Cette page de Berlioz est de grand prix pour nous. Elle atteint presque la rigoureuse précision d’un morceau de psychologie. Non seulement le timbre du cor anglais est appelé une voix, mais encore une voix lointaine ; non seulement les sentiments de l’âme qu’exprime cette voix sont comptés ainsi que les nuances et les degrés de ces émotions, mais encore il est dit avec une parfaite exactitude que, par analogie au moins, c’est une voix d’adolescent. Le timbre du cor anglais arrive donc, par lui seul, au plus haut point de détermination psychologique, adjectivement et substantivement, que puisse atteindre un timbre d’instrument, sans explication par des paroles.

Eh bien, ce ravissant hautbois alto, cette voix humaine est en même temps un des organes les plus pittoresque de l’orchestre. Par où ? Précisément par son accent humain.
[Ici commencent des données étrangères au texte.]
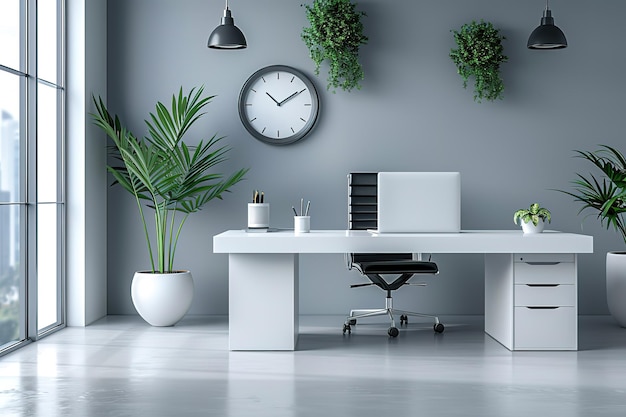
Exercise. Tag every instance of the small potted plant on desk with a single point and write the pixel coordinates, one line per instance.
(533, 218)
(171, 178)
(607, 197)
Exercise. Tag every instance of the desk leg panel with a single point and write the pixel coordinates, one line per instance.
(499, 298)
(263, 301)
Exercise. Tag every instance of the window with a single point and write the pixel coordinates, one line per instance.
(31, 169)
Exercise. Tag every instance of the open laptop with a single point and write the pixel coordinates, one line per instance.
(419, 202)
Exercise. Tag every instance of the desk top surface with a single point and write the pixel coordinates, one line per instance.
(344, 241)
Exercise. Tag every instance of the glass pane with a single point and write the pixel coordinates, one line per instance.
(47, 143)
(47, 265)
(10, 178)
(10, 33)
(9, 274)
(47, 40)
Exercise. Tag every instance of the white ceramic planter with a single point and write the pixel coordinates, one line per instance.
(529, 227)
(616, 285)
(162, 299)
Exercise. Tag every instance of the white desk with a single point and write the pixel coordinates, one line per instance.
(530, 281)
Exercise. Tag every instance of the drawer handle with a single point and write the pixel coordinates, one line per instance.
(543, 285)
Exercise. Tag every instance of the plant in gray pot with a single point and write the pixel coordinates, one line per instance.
(171, 179)
(606, 196)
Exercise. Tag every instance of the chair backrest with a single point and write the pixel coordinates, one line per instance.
(363, 213)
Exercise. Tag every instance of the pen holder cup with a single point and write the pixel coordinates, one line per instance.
(301, 224)
(258, 215)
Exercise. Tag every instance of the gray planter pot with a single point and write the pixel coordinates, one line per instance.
(616, 285)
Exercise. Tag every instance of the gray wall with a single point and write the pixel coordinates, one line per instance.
(412, 114)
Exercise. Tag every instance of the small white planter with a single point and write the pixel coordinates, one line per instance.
(530, 228)
(616, 285)
(162, 299)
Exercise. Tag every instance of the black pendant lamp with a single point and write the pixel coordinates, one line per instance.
(547, 35)
(227, 35)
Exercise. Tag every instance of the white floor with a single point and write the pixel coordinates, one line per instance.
(121, 366)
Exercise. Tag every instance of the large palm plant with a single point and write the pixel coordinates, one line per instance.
(165, 174)
(607, 195)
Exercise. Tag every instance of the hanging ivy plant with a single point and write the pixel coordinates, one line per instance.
(479, 54)
(335, 35)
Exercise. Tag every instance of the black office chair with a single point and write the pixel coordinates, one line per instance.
(363, 209)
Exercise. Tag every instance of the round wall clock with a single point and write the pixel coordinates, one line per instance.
(278, 105)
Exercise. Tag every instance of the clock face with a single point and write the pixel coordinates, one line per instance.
(278, 105)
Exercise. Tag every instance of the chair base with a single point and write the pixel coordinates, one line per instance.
(389, 311)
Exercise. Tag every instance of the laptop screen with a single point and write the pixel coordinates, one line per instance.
(419, 202)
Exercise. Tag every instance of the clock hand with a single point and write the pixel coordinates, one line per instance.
(275, 101)
(291, 96)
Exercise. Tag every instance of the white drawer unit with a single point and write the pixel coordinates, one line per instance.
(545, 295)
(545, 328)
(534, 297)
(545, 299)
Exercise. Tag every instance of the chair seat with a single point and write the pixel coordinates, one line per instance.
(399, 267)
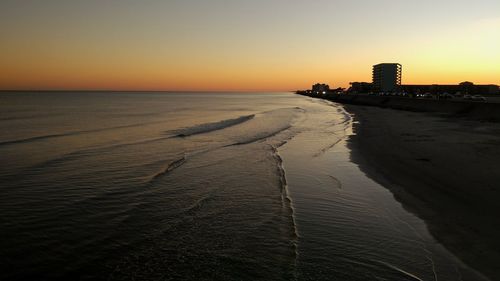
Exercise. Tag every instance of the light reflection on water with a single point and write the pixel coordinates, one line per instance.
(156, 186)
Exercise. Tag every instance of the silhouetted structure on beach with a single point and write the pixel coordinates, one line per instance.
(464, 88)
(387, 77)
(320, 88)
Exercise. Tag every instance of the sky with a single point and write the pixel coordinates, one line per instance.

Voyez plutôt : pourquoi le cor anglais évoque-t-il l’idée de lointain dans l’espace, par exemple à ce qu’on appelle le Ranz des vaches de l’ouverture de Guillaume Tell ? Parce qu’il est analogiquement une voix comme la nôtre, mais lointaine en vertu de sa douceur et de sa sonorité voilée. Et pourquoi ramène-t-il avec tant de force l’image du passé et, par association, les idées d’absence, de regret, d’abandon ? Parce qu’il est, encore et toujours analogiquement, une voix chantant ou parlant à notre souvenir du fond des années écoulées.

La même idée, mais suivie d’un cortège différent de sentiments, d’images dominantes et de représentations secondaires, peut être éveillée par tel autre instrument. Le cor, lui aussi, quand son beau timbre monte de la douceur à la force, ou redescend de la force à la douceur, ou atténue son éclat pendant quelques phrases, fait penser à un bruit lointain qui diminue, ou qui augmente, ou qui reste à la même distance. Cependant, tandis que le cor anglais semble avoir plutôt rapport au passé, qui est le lointain dans le temps, le cor excite plu-

  1. Grand traité d’instrumentation, etc., pages 129 et 124.